Jallas/Poonch: Niaz Mohammad is finally home to reunite with his wife after 42 years. He had crossed the India-Pakistan border during the 1965 War while his wife, Barkat Bi, and son Issak were left behind in Poonch. They had remained separated ever since.
"Kannon tha border hain koin. Nay eh government aane detei na woj. Humko naye zindagi mile hai (There were rules, borders. Both governments would not allow us to come. Now things are changing. It's like a new life for me. I feel like I am born again)," Niaz Mohamamd says.
For years, Niaz has lived in Teri village in Pakistan-occupied Kashmir, barely 800 metres from his home in Jallas while the rest of his family stayed in the border village of Jallas in Poonch district.

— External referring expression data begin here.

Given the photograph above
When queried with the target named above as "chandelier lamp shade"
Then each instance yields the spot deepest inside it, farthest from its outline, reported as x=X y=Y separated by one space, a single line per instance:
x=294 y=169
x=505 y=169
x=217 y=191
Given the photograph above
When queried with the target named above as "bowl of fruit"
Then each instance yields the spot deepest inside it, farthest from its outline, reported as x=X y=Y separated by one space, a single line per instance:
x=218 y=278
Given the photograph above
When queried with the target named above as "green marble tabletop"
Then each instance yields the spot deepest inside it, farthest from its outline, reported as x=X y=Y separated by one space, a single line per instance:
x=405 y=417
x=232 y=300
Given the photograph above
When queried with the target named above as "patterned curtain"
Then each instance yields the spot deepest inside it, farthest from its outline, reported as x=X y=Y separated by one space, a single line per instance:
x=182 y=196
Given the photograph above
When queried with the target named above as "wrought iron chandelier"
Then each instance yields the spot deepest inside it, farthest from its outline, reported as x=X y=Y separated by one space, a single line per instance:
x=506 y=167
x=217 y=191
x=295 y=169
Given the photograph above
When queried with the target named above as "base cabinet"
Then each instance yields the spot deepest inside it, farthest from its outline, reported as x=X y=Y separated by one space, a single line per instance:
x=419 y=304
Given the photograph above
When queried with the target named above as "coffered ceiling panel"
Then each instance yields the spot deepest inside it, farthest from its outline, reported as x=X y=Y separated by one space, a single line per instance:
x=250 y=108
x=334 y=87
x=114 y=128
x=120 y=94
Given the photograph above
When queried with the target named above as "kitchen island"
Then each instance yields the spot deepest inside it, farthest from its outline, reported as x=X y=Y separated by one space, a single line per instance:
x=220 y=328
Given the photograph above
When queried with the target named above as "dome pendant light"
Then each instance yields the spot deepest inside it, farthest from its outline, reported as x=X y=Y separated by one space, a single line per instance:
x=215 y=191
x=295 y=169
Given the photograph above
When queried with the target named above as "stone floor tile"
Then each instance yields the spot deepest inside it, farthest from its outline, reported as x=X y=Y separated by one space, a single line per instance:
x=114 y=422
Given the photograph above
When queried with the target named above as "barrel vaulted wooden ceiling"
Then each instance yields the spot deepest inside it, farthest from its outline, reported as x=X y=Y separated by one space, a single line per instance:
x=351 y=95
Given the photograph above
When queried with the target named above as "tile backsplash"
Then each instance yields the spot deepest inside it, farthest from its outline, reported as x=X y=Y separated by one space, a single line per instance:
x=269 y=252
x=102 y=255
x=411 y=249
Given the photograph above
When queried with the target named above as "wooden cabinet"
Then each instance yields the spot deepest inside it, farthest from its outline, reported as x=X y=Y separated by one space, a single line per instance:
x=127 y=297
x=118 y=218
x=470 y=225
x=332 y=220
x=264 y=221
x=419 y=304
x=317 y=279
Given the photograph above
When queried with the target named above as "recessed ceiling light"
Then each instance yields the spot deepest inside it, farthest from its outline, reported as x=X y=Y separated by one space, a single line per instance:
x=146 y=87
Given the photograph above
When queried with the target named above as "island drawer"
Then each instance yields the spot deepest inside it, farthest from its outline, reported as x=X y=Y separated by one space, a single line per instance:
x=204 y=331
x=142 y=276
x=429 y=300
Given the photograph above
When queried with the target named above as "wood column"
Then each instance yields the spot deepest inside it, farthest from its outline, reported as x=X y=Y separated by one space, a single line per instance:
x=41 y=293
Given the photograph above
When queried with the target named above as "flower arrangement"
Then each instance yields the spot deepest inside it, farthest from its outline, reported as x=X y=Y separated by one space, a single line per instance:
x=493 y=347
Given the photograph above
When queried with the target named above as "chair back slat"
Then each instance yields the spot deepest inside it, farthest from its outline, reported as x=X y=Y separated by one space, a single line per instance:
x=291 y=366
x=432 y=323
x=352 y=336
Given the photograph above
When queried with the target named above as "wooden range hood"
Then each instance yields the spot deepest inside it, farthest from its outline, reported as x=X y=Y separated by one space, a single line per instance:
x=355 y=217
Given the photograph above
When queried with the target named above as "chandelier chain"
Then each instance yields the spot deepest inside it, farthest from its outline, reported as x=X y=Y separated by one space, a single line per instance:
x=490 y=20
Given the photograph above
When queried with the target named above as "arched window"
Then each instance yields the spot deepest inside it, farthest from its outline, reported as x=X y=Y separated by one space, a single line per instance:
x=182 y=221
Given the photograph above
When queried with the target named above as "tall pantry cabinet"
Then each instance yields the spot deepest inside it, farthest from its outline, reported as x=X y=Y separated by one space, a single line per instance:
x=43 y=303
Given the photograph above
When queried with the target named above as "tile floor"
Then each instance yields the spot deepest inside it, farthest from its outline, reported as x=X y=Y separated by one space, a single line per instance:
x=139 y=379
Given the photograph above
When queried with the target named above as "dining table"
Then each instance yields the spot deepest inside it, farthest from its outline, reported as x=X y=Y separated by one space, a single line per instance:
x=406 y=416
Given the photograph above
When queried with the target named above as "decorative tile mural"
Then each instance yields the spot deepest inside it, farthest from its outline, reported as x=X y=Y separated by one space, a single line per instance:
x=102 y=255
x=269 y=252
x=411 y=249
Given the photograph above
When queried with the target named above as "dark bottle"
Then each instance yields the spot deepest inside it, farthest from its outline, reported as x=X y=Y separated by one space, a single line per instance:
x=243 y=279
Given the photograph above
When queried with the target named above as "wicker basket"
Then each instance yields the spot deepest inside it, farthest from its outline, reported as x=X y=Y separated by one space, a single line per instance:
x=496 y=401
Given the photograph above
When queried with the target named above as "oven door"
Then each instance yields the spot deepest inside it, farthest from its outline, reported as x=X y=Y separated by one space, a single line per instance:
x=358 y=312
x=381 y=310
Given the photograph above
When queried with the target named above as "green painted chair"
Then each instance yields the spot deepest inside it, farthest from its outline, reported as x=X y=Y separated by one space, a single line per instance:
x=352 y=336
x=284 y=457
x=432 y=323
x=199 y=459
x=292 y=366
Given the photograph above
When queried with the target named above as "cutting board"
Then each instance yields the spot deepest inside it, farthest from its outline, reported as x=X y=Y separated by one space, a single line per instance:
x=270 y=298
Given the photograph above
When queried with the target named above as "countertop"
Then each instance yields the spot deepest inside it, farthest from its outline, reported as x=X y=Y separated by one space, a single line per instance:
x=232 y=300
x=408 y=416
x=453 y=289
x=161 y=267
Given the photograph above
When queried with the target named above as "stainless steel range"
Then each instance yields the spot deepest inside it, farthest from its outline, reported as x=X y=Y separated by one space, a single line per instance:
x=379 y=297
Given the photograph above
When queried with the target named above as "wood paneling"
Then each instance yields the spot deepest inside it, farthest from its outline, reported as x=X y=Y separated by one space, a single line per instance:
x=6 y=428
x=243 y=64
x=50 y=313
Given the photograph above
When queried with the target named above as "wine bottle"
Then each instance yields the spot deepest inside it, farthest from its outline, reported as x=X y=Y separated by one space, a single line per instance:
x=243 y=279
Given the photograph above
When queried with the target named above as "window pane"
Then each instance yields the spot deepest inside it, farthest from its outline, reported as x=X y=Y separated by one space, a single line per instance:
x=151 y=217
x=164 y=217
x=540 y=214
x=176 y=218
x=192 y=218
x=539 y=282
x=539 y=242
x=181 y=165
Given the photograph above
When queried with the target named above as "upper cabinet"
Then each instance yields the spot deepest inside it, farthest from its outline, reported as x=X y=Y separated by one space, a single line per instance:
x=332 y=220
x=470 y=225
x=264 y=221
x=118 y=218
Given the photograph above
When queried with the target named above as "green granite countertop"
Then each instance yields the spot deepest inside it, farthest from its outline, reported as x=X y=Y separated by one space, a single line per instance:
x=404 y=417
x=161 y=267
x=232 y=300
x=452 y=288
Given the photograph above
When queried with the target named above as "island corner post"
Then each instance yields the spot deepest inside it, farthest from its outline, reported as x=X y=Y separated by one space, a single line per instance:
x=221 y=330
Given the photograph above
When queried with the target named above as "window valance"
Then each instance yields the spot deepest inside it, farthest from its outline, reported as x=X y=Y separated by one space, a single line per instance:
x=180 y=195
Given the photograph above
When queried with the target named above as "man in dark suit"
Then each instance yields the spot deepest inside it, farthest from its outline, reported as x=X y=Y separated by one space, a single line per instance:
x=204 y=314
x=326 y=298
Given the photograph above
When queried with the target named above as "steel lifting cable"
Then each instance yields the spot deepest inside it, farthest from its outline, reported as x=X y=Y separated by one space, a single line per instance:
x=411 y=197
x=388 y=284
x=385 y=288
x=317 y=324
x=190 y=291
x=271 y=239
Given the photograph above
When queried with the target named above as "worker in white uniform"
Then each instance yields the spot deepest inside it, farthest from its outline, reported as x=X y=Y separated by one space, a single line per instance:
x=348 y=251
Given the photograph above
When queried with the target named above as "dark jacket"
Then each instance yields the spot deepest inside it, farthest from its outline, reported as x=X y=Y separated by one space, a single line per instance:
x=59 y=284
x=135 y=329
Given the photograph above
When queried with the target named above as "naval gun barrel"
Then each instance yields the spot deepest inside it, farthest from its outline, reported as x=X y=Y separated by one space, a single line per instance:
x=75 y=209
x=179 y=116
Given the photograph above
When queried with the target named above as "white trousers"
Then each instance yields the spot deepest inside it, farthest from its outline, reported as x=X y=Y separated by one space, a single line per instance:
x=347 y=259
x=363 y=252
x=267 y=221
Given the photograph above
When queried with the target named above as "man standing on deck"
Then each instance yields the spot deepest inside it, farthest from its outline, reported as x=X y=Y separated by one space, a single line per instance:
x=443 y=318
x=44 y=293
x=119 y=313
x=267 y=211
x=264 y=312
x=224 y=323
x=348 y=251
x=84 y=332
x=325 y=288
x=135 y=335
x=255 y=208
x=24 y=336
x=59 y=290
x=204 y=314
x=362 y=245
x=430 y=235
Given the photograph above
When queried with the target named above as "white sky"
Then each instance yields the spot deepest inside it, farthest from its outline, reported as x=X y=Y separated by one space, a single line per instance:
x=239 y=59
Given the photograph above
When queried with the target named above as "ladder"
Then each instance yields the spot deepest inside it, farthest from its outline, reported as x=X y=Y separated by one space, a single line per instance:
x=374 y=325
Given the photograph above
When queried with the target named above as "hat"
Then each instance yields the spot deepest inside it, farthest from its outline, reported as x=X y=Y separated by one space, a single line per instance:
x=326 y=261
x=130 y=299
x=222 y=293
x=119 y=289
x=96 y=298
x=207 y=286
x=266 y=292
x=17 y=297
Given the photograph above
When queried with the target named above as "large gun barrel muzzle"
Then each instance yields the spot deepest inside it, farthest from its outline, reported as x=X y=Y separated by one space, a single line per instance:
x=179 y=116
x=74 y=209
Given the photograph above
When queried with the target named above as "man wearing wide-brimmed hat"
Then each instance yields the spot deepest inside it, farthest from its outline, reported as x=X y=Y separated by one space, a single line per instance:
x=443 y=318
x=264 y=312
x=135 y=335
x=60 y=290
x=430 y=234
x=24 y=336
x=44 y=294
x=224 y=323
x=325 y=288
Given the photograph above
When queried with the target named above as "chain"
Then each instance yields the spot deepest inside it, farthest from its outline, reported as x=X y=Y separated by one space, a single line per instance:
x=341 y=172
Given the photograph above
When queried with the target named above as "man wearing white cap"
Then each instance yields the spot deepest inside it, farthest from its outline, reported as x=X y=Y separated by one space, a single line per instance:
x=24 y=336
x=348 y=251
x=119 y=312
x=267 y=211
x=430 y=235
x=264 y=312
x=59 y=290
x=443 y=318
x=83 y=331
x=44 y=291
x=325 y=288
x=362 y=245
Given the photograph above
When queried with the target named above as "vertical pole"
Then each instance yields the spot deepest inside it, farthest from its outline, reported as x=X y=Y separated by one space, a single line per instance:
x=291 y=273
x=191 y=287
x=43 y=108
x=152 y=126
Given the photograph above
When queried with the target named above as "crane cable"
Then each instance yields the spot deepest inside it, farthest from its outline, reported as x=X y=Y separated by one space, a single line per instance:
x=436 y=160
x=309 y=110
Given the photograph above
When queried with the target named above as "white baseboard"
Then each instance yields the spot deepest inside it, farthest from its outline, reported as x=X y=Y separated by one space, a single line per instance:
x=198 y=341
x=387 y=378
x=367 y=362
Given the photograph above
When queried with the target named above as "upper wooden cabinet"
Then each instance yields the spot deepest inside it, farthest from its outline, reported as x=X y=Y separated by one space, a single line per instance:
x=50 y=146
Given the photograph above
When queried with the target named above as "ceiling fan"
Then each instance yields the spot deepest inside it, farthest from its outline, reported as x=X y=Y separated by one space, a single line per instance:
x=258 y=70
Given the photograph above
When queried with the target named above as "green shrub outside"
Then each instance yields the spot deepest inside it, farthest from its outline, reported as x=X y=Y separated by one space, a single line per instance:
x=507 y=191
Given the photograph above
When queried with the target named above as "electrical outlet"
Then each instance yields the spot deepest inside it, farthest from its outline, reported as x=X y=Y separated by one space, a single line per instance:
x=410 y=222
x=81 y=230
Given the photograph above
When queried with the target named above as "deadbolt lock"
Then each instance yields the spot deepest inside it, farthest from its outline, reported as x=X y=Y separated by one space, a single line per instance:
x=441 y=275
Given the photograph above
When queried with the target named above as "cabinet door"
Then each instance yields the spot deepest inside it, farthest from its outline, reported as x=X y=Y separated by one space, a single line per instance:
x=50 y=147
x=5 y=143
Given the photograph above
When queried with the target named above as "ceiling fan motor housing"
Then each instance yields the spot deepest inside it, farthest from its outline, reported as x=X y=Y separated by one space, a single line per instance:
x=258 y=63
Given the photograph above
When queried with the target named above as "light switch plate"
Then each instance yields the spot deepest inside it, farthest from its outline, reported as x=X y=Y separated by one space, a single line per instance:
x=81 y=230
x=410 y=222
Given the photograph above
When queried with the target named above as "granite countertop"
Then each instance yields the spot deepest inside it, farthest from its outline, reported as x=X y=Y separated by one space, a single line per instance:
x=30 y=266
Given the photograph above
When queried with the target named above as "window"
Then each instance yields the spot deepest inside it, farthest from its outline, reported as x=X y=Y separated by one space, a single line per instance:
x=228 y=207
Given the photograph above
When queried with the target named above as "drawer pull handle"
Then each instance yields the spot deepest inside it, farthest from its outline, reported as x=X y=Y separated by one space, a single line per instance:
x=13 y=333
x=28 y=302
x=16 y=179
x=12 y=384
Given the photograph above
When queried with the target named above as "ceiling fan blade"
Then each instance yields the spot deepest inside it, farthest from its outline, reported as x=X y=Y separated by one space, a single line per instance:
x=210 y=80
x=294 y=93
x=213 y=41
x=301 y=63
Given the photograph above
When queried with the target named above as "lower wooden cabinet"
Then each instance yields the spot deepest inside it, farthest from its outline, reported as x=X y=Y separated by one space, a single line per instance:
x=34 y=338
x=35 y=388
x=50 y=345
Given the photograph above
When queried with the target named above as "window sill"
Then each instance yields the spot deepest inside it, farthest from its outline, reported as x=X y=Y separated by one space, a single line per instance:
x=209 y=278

"Din ko aate is ilake to dekhte. Dukh to bahut hona ( I could see my house, the entire village, and the people, my neighbours from the other side. It was such a pain that a I could not cross a distance of just 5-10 minutes)," Niaz recalls.
"Takne rahe hain (I would just wait and watch every day. Pakistan is just right across. But we could not meet)," Barkat Bi, Niaz Mohamamd's wife, says.
Niaz travelled home recently on the Poonch-Rawalkote bus — which began plying last year.
But it clearly looks like a very difficult reunion for this family. The bus that bridged the distance between Teri Not and Jallas will once again take them apart, for a second time.
For Niaz will be here for only 28 days — till his permit lasts. The family hopes to change just that,
"My father is old now. He should live with his family. Even my children say they will not let him go. I will not let him go," Niaz's son Issak says of his helplessness.